See the light that's right before my eyes

That’s the poetic expression of my experience. The more clinical explanation comes from a paper published in The European Journal of Psychotraumatology:

In addition to thoughts or external reminders, avoidance has also been shown to prevent uncomfortable trauma-related emotions (emotional avoidance), including subjective, physiological and expressive components of emotional responses. Social cues conveying emotions, such as faces and gazes, may also trigger emotional experiences in the observer, causing discomfort. The computation of others’ emotions is fast and automatic, thereby facilitating the understanding and sharing of emotional states. The eyes play a critical role in social interactions and emotional contagion. In PTSD, gaze processing leads to sustained activation of the brain’s innate alarm. Avoiding eye contact may therefore reflect a coping mechanism for minimizing the emotional impact of others and reducing perceived threat. Eye avoidance may also explain the impaired recognition of fear and sadness observed in PTSD.

In the wonderful new book Buddhist Practices for Healing Trauma, Tim Desmond explores how one can heal from trauma by re-engaging with the world and avoiding self-pity. Because sunglasses can be a cool way to separate yourself, but also a way to sink into isolation and despair. “If we mistakenly believe that self-compassion means allowing ourselves to avoid challenges or difficult emotions,” Desmond writes, “we may end up reinforcing patterns of avoidance that ultimately lead to greater suffering. Genuine self-compassion acknowledges our pain but also calls us toward wisdom and action.”

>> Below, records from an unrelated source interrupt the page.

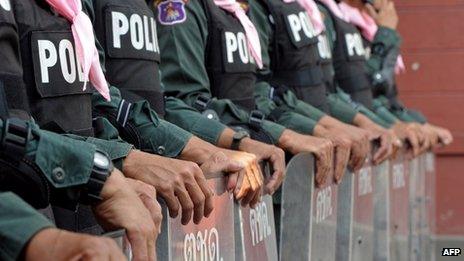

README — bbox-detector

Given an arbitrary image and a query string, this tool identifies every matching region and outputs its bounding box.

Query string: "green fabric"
[248,0,326,134]
[0,120,96,188]
[82,0,192,157]
[255,82,325,134]
[165,97,227,144]
[157,1,285,143]
[335,88,391,128]
[366,26,401,75]
[372,99,398,125]
[0,192,53,261]
[327,93,359,124]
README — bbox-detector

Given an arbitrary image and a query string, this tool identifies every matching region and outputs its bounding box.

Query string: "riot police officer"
[153,0,340,185]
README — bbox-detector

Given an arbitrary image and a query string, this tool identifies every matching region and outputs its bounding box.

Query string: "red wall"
[395,0,464,235]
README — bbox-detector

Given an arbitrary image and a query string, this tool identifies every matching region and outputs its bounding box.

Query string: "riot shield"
[389,152,409,261]
[409,155,423,261]
[424,152,436,261]
[102,229,132,260]
[234,164,278,261]
[157,175,235,261]
[351,156,375,261]
[373,158,390,261]
[280,153,338,261]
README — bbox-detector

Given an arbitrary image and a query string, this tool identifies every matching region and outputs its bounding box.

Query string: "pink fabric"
[47,0,110,101]
[214,0,263,69]
[338,2,406,74]
[319,0,347,21]
[283,0,325,34]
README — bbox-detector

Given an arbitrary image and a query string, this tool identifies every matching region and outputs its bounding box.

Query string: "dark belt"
[337,74,371,93]
[121,89,166,119]
[272,65,323,87]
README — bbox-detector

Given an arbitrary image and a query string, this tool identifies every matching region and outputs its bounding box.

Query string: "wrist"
[179,137,219,162]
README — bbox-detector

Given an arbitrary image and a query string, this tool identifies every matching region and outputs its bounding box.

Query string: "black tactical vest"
[11,0,93,136]
[317,31,336,93]
[201,0,256,111]
[321,0,372,109]
[262,0,328,111]
[93,0,164,116]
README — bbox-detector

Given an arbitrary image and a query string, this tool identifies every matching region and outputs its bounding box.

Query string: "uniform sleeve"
[249,1,324,134]
[82,0,192,157]
[0,192,53,260]
[165,97,227,144]
[158,1,285,140]
[367,26,401,73]
[327,93,359,124]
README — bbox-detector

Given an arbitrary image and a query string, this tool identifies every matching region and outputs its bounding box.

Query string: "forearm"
[0,193,53,260]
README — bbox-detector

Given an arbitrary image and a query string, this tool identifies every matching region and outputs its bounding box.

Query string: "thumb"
[365,4,377,19]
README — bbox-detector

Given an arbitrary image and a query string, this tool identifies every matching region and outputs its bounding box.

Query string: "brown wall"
[395,0,464,235]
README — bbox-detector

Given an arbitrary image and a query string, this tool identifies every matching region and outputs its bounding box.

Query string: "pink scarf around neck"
[283,0,325,34]
[214,0,263,69]
[46,0,110,101]
[338,2,406,74]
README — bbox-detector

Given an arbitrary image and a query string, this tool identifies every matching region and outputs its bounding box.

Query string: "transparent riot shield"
[157,175,235,261]
[280,153,338,261]
[234,162,278,261]
[335,166,355,261]
[351,156,375,261]
[236,195,278,261]
[389,152,409,261]
[409,155,423,261]
[372,158,390,261]
[424,152,436,261]
[102,229,132,260]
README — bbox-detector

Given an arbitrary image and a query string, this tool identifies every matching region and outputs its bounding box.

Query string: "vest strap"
[1,118,32,162]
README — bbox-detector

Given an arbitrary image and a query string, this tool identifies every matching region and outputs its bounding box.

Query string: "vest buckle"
[193,94,211,112]
[1,118,32,161]
[248,110,265,130]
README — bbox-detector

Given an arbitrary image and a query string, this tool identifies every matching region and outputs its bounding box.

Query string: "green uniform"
[0,192,53,261]
[83,0,192,157]
[158,1,285,143]
[249,0,364,128]
[248,0,326,134]
[0,0,133,190]
[318,4,393,128]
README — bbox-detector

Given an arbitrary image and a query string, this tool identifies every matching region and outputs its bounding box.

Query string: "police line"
[111,148,435,261]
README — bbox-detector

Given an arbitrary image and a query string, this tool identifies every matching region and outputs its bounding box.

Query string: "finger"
[185,182,206,224]
[175,187,193,225]
[140,195,160,231]
[316,154,329,187]
[365,4,377,19]
[147,228,158,260]
[108,239,127,261]
[226,172,238,193]
[240,174,256,206]
[250,186,261,208]
[160,189,180,218]
[373,137,390,162]
[407,132,419,157]
[251,160,264,189]
[127,230,148,260]
[195,174,215,217]
[266,151,285,195]
[334,148,350,184]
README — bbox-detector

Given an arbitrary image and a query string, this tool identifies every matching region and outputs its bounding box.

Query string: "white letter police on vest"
[224,32,254,64]
[111,11,159,53]
[287,12,316,42]
[37,39,84,83]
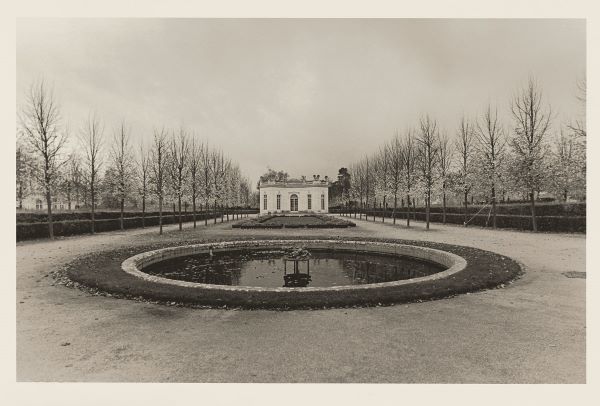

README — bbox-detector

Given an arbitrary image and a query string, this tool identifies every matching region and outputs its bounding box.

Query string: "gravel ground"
[16,220,586,383]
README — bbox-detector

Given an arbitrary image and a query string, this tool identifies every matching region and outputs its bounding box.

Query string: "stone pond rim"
[62,239,521,309]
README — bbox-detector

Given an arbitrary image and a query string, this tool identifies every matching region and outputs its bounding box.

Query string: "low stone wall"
[121,240,467,296]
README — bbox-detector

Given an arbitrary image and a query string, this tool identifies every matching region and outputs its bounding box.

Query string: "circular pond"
[143,248,446,288]
[65,237,521,309]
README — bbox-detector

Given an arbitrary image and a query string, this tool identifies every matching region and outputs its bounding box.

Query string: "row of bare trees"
[346,78,586,231]
[17,81,251,238]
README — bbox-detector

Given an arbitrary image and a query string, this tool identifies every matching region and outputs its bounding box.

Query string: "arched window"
[290,194,298,211]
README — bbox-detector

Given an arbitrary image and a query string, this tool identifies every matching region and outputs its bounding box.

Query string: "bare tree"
[510,78,552,231]
[568,76,587,138]
[79,113,104,234]
[387,133,404,224]
[111,122,133,230]
[62,152,81,210]
[16,143,35,209]
[549,128,585,202]
[373,143,390,222]
[417,116,440,230]
[151,128,167,234]
[137,141,152,228]
[402,129,416,227]
[169,128,189,231]
[455,116,475,226]
[210,151,226,224]
[189,134,203,228]
[438,134,454,224]
[200,144,216,226]
[19,80,67,239]
[476,104,506,228]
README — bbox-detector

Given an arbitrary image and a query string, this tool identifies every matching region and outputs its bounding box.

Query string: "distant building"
[258,175,329,214]
[16,193,68,211]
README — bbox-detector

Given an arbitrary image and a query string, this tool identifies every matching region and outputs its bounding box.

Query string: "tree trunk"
[120,198,125,230]
[192,193,196,228]
[142,196,146,228]
[90,183,96,234]
[392,194,398,224]
[530,190,537,233]
[46,185,54,240]
[406,194,410,227]
[158,196,162,235]
[492,186,496,230]
[204,199,210,226]
[425,190,431,230]
[442,185,446,224]
[177,195,183,231]
[463,190,469,227]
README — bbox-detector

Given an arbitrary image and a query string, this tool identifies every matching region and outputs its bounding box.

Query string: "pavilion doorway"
[290,194,298,211]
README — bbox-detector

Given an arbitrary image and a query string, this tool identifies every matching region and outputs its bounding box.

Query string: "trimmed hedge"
[17,212,258,241]
[232,214,356,229]
[332,203,586,233]
[17,208,258,223]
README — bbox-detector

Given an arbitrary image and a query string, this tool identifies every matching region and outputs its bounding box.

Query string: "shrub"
[16,212,258,241]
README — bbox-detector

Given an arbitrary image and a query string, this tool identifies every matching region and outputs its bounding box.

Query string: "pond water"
[143,250,446,288]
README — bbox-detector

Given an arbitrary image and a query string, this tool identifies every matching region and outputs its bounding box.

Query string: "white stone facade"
[259,178,329,214]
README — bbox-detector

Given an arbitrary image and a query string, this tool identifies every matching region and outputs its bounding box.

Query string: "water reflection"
[144,250,444,287]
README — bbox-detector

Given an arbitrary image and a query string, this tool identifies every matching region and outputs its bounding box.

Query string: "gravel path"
[17,220,586,383]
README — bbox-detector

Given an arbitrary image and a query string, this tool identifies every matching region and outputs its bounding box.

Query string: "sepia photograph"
[7,3,589,404]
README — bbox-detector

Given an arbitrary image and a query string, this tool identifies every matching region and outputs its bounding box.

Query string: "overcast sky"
[17,19,585,184]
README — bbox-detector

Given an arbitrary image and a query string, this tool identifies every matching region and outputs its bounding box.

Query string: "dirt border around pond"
[58,236,523,310]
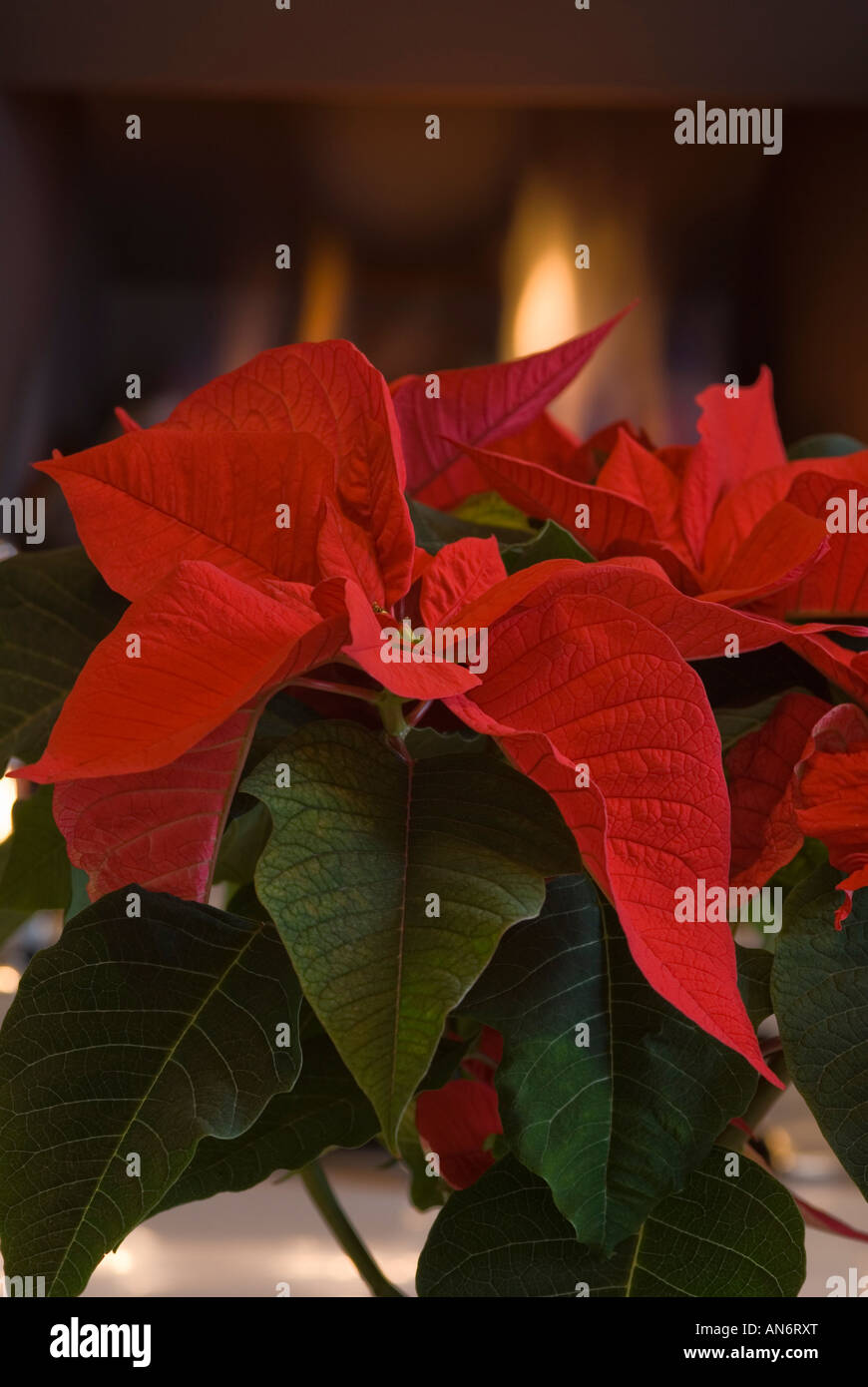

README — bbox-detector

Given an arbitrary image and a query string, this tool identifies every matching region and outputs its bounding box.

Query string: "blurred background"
[0,0,868,1295]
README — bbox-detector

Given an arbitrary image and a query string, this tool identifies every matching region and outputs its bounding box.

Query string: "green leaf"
[501,520,597,574]
[151,1013,380,1213]
[242,722,577,1150]
[460,876,769,1252]
[0,547,126,764]
[398,1099,448,1210]
[403,726,490,761]
[714,698,807,751]
[0,785,72,914]
[0,838,29,945]
[771,865,868,1198]
[416,1148,804,1298]
[408,499,531,554]
[452,491,529,530]
[0,888,301,1295]
[214,803,271,886]
[786,434,865,462]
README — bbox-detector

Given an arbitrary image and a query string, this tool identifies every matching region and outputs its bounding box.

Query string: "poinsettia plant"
[0,320,868,1297]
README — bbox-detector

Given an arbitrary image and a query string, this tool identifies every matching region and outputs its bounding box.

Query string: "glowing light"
[513,245,579,356]
[501,177,583,426]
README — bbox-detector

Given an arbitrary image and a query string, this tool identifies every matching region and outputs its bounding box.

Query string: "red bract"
[391,309,627,506]
[8,327,776,1082]
[726,694,868,928]
[793,703,868,929]
[416,1027,503,1190]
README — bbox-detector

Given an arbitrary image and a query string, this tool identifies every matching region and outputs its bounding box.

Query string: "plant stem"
[406,697,434,726]
[299,1160,405,1299]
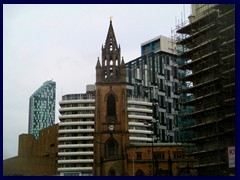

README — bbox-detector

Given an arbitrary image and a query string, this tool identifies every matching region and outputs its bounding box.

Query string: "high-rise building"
[175,4,235,175]
[28,80,56,139]
[126,36,179,142]
[58,21,195,176]
[58,85,95,176]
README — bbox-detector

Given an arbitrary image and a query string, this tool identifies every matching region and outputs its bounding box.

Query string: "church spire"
[97,19,125,83]
[105,19,118,52]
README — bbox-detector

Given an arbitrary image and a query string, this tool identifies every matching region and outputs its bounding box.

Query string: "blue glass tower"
[28,80,56,139]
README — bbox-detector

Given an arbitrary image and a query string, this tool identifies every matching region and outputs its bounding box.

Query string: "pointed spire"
[121,57,125,66]
[105,20,117,48]
[96,57,101,68]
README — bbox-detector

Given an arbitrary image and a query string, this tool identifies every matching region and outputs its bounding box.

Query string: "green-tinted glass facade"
[28,81,56,139]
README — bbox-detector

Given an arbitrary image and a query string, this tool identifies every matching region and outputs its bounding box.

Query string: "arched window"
[107,139,117,157]
[107,94,116,116]
[109,59,113,66]
[135,169,145,176]
[108,168,116,176]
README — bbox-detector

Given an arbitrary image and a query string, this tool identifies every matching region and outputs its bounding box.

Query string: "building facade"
[3,124,58,176]
[93,21,129,176]
[28,80,56,139]
[173,4,235,175]
[58,85,95,176]
[126,36,179,142]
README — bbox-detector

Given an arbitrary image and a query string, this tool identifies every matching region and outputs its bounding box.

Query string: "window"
[107,139,117,157]
[107,94,116,116]
[108,168,116,176]
[136,169,145,176]
[136,152,142,160]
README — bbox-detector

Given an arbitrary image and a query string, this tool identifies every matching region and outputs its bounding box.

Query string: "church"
[93,20,194,176]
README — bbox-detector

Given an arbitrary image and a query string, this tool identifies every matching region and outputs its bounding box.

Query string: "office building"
[28,80,56,139]
[175,4,235,175]
[126,36,179,142]
[58,85,95,176]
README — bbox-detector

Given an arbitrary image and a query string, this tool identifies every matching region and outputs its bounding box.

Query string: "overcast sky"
[3,4,191,159]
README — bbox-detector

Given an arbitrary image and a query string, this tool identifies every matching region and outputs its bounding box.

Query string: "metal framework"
[173,4,235,175]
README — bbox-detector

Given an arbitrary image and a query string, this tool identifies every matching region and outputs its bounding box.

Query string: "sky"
[3,4,191,159]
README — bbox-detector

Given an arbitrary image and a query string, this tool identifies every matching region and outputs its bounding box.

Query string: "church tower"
[93,20,129,176]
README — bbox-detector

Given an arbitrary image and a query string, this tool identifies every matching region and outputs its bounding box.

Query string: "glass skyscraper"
[28,80,56,139]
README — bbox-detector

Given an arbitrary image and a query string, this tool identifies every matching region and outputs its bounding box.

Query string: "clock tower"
[93,20,129,176]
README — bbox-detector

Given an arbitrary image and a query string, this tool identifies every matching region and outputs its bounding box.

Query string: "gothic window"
[107,94,116,116]
[109,67,113,77]
[136,169,145,176]
[107,139,117,157]
[110,60,113,66]
[104,71,107,79]
[108,168,116,176]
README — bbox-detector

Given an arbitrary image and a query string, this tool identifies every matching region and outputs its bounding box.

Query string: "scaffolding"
[172,4,235,175]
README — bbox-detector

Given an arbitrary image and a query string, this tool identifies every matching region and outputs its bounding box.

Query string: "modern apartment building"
[28,80,56,139]
[58,85,95,176]
[175,4,235,175]
[126,36,179,142]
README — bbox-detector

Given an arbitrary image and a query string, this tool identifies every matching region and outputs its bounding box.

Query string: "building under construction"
[173,4,235,176]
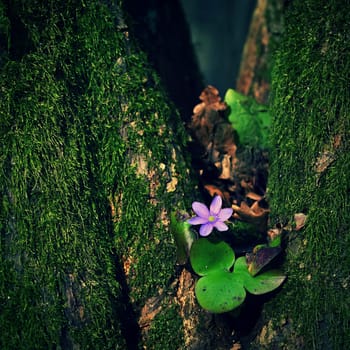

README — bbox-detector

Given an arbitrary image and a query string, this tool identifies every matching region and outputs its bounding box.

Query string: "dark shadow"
[124,0,204,122]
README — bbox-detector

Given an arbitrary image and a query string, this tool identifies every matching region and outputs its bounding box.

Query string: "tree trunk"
[0,0,216,349]
[237,0,350,350]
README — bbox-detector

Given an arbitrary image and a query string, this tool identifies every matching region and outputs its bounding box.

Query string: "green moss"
[146,306,184,350]
[0,0,191,349]
[268,0,350,349]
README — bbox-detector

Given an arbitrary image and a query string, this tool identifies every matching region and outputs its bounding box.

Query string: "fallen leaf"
[232,201,270,231]
[294,213,307,231]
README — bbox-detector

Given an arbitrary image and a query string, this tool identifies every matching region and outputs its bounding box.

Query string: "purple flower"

He goes on: “Self-pity is another near enemy of self-compassion. While both involve recognizing suffering, self-pity can keep us stuck in a cycle of feeling powerless and overwhelmed. When we pity ourselves, we become absorbed in our own distress without seeking ways to care for ourselves. Self-compassion, on the other hand, acknowledges pain but also fosters a sense of agency—we recognize that suffering is a universal experience and that we have the capacity to meet it with warmth and care. A key distinction between self-pity and self-compassion is that self-compassion broadens our perspective. It helps us see that we are not alone in our struggles and encourages us to take steps toward healing. Self-pity, by contrast, isolates us, making it harder to connect with others and to see the possibilities for change.”

The possibilities for change. It’s time. I’m still getting new Ray-Bans. I’m just not going to wear them at night.